In response to the Fijian government's efforts to restart the struggling tourism, the newly renovated resort, with a total of 162 staff with reduced working hours from Thursday until Sunday every week, has opened to welcome local Fijians.
A traditional warrior welcome marked the re-opening in July as the resort hosted local Fijians for a weekend of much needed rest and relaxation. Visitors enjoyed the resort's all villa accommodation, cultural activities, traditional cooking demonstrations and a wide-range of water sports.
“With open arms, we welcomed our first guests in over three months, hosting residents from the local Fijian community. It has been so inspiring to see the resort humming again and watching our team do what they do best, looking after our valued guests,” he said.

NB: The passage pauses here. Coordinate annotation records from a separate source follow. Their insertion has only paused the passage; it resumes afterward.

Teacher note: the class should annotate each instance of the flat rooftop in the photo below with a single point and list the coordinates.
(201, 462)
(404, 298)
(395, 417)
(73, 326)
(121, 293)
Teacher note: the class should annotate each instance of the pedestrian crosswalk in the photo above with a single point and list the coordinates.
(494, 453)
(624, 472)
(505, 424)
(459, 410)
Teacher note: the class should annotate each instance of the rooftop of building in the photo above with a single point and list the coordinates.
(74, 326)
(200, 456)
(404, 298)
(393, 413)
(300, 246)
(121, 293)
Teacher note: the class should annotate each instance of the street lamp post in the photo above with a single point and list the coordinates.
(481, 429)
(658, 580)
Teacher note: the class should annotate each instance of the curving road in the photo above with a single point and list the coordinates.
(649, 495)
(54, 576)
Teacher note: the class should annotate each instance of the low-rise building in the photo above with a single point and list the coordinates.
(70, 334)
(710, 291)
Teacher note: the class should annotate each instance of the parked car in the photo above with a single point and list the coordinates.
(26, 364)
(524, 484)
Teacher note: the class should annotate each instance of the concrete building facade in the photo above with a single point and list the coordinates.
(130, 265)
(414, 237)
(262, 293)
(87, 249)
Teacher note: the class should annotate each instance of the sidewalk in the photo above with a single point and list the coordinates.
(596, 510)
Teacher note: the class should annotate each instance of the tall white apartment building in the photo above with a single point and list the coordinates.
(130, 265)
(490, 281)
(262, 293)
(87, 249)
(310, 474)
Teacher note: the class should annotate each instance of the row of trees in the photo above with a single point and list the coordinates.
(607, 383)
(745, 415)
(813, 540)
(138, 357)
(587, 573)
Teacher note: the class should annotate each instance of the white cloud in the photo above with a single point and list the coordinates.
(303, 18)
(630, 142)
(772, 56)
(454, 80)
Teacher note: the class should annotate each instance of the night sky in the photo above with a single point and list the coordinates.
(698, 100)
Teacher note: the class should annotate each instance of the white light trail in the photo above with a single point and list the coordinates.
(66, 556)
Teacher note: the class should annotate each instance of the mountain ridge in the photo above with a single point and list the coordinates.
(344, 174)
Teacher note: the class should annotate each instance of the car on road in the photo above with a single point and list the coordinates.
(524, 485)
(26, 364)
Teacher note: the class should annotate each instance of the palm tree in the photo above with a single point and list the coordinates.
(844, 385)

In the wake of the COVID-19 outbreak, Logan said the resort will do its best to adjust to the new normal and warmly welcomes visitors including friendly Chinese guests.
Regardless of the devastating impact they have experienced from loss of guest arrivals, it has not deterred the Fijian spirit nor their determination to revive and surpass their previous visitor numbers, he said, adding that Nanuku welcomes guests from far and wide and wants their prospective guests to know they will be in safe hands and their experience will be “completely personalised, incredibly enriching and memorable.”
Born and raised in Fiji, Logan visited China and loves Chinese culture and food. He believes that China's development has a great potential and more Chinese will visit Fiji to enjoy the tropical paradise in the years to come.
“We have immensely enjoyed showcasing the wonders of Fiji with tourists arriving from China. Our culture is unique, and we love sharing the Fijian heritage with all our guests through story-telling and traditions," said Logan with a smile on his face.
“It is always so heart-warming to see our guests' smiling faces as they experience something new for the first time, like our kava welcoming ceremony for example, or traditional Fijian earth cooking, planting their own baby coral at Nanuku reef, experiencing Nanuku island or a sandbank day trip, or even watching our customary Fijian singing and dance performances,” he said.
“We trust Fiji's positive relationship with China will continue well after the current global pandemic and look forward to welcoming our Chinese guests back to Nanuku again very soon. We want to say from the bottom of our hearts to our Chinese guests: Bula, welcome to Nanuku and welcome home,” he said.